Les charbonnages d'Oupeye et de Vivegnis, ainsi que les concessions que vous mentionnez, font partie du riche et complexe bassin minier de Liège, actif principalement du XIXe au milieu du XXe siècle.
Un Réseau Complexe de Concessions Minières
Les noms comme Abhooz, Biquet-Gorée, et Bons Espoirs et Bons Amis réunis désignent des concessions ou des sociétés houillères qui exploitaient la houille sur le territoire actuel d'Oupeye et de Vivegnis.
• Fragmentation et Fusion : La caractéristique de l'exploitation houillère, en particulier au XIXe siècle, était souvent la présence de nombreuses petites sociétés ou concessions. Pour gagner en efficacité et en capital, beaucoup de ces entités ont fini par fusionner au fil du temps.
• Abhooz et Bons Amis Réunis : L'histoire de plusieurs de ces petites houillères a convergé. La société anonyme des Charbonnages d'Abhooz et Bonne-Foi Hareng fut créée en 1879 par la fusion de plusieurs sociétés, dont notamment la Houillère Bon Espoir et Bons amis et la Houillère d'Abhooz. Cela démontre comment les noms de concessions plus modestes ont été regroupés sous une entité plus grande.

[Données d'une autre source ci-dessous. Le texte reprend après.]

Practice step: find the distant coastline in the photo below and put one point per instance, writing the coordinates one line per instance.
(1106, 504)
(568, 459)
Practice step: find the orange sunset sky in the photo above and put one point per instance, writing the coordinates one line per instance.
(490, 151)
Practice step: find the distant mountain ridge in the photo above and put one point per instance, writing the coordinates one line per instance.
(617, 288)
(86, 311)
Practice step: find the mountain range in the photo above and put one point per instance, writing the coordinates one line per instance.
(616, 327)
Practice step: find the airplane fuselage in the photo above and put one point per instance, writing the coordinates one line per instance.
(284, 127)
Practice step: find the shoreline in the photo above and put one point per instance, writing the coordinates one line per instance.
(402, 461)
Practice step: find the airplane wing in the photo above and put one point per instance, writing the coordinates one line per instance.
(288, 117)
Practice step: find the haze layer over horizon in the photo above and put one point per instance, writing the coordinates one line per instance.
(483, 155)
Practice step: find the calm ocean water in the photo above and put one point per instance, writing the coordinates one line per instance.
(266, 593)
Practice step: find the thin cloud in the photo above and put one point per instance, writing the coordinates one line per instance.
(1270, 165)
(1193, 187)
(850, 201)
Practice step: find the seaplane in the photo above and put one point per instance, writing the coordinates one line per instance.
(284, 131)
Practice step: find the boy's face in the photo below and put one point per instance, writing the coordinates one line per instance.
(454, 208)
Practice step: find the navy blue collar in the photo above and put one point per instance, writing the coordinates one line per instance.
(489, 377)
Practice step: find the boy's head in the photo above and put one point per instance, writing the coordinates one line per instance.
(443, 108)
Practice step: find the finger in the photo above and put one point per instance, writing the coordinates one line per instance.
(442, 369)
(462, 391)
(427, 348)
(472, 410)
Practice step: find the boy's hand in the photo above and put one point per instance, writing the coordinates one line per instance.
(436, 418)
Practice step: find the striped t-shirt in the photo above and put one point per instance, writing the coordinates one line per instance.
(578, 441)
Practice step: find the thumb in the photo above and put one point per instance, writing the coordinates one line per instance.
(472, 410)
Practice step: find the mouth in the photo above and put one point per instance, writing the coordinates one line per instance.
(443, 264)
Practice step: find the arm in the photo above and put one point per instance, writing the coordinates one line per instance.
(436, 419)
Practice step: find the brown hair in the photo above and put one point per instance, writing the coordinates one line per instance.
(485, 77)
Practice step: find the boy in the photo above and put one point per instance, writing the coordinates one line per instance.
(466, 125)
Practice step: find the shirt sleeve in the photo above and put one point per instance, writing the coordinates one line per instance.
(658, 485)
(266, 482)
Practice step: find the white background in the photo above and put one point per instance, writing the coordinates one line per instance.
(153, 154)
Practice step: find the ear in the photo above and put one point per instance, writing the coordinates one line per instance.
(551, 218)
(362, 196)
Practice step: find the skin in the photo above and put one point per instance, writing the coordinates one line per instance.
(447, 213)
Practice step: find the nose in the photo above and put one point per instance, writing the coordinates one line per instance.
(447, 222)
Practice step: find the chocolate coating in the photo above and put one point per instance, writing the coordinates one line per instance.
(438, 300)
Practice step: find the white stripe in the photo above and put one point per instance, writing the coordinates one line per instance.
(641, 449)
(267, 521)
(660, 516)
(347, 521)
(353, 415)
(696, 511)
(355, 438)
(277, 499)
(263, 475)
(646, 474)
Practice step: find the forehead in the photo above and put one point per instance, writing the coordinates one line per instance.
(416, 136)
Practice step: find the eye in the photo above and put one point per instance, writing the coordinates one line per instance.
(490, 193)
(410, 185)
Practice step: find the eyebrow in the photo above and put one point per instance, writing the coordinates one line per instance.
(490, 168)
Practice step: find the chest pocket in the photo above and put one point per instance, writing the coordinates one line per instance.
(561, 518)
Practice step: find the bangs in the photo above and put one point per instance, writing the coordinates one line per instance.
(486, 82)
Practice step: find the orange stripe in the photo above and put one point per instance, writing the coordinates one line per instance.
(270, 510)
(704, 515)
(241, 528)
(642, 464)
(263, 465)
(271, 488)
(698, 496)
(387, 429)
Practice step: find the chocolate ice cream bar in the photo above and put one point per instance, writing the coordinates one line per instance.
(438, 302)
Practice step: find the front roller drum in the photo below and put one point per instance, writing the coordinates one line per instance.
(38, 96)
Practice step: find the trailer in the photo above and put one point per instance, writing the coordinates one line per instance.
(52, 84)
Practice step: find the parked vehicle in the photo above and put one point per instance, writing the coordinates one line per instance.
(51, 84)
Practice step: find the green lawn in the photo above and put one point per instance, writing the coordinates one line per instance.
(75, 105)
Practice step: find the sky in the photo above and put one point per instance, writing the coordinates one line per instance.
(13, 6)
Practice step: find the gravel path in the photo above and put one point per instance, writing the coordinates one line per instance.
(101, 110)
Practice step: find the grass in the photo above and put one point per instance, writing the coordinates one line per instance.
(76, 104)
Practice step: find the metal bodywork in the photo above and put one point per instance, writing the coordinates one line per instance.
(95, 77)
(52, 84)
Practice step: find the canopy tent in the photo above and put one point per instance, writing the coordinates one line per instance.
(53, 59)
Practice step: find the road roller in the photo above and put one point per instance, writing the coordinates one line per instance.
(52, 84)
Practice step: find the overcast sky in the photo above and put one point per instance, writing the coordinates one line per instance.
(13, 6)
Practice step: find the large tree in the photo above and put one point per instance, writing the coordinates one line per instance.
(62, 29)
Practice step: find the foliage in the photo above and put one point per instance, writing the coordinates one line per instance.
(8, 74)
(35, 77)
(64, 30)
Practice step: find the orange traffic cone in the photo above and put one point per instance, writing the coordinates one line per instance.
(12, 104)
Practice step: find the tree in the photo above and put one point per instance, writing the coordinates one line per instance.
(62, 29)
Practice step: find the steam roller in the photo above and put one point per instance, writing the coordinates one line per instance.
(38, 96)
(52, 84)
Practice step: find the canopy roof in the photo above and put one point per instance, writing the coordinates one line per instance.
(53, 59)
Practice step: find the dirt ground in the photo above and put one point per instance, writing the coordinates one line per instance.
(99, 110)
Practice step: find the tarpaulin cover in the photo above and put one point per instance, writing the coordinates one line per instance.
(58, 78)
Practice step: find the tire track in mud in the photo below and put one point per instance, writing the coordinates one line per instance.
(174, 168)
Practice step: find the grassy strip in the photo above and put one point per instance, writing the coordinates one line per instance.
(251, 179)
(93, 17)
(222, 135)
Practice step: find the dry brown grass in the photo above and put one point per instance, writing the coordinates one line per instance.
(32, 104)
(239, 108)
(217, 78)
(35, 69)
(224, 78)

• Vestiges et Durée : L'exploitation dans ces zones s'est poursuivie jusqu'à la fermeture progressive des puits les moins rentables, avec une cessation totale des activités pour cette grande société en 1962 (siège de Milmort).
L'Areine Bicquet-Gorée : Un Élément Clé
Le nom Biquet-Gorée est principalement resté dans la mémoire locale grâce à une infrastructure vitale pour l'exploitation minière : l'areine.
• Fonction des Areines : Les areines sont des galeries de drainage souterraines creusées pour assécher les galeries de mines. L'eau était un danger constant.
• L'Areine Bicquet-Gorée : Cette areine fut employée pendant des siècles pour aider à l'assèchement des galeries de mines de la région d'Oupeye. Elle a été abandonnée autour de 1920, mais a récemment fait l'objet de travaux de restauration.
L'Impact Humain et Social
Ces charbonnages n'étaient pas que des puits et des galeries ; ils étaient le cour économique et social de la région pendant plus d'un siècle.
• Vie Quotidienne : L'exploitation charbonnière a profondément marqué la vie des habitants. Des familles entières dépendaient de la mine, y compris des femmes et des enfants qui travaillaient pour joindre les deux bouts, parfois jusqu'en 1950.
• Mémoire et Patrimoine : Aujourd'hui, la mémoire est conservée à travers des vestiges comme les bornes de concession minière encore visibles et l'areine restaurée.
Les Accidents de la Mine : Un Péril Quotidien
• Les Coups de Grisou : Ils constituaient la cause la plus meurtrière, souvent liés à l'explosion du gaz méthane.
• Les Éboulements et Inondations : Les galeries n'étaient pas toujours bien étayées et la présence d'eau pouvait piéger les mineurs.
• Maladies Professionnelles : Les mineurs souffraient de la silicose (appelée "phtisie noire"), maladie chronique et mortelle.
Le Travail des Femmes et des Enfants : Une Nécessité de Survie
• Les Enfants au Fond : Avant les lois de 1884, des enfants dès l'âge de 8 à 10 ans travaillaient au fond comme saqueux ou traîneurs.
• Les Femmes : Elles travaillaient souvent au fond pour charger le charbon ou au jour comme trieuses sur le terril.
Transport et Mobilité du Travailleur
• Transport : Le charbon était transporté dans des wagonnets (berlines), puis hissé par les chevalements. En surface, il rejoignait le canal Albert ou le chemin de fer.
• Le Quartier Minier : Création de cités minières à proximité immédiate des puits pour loger la main-d'ouvre.
En pratique :
« Petite histoire des charbonnages d'Oupeye » de Toussaint Pirotte est disponible à l'administration communale d'Oupeye, au GB d'Oupeye, à Blegny-Mine, ainsi que dans les librairies locales.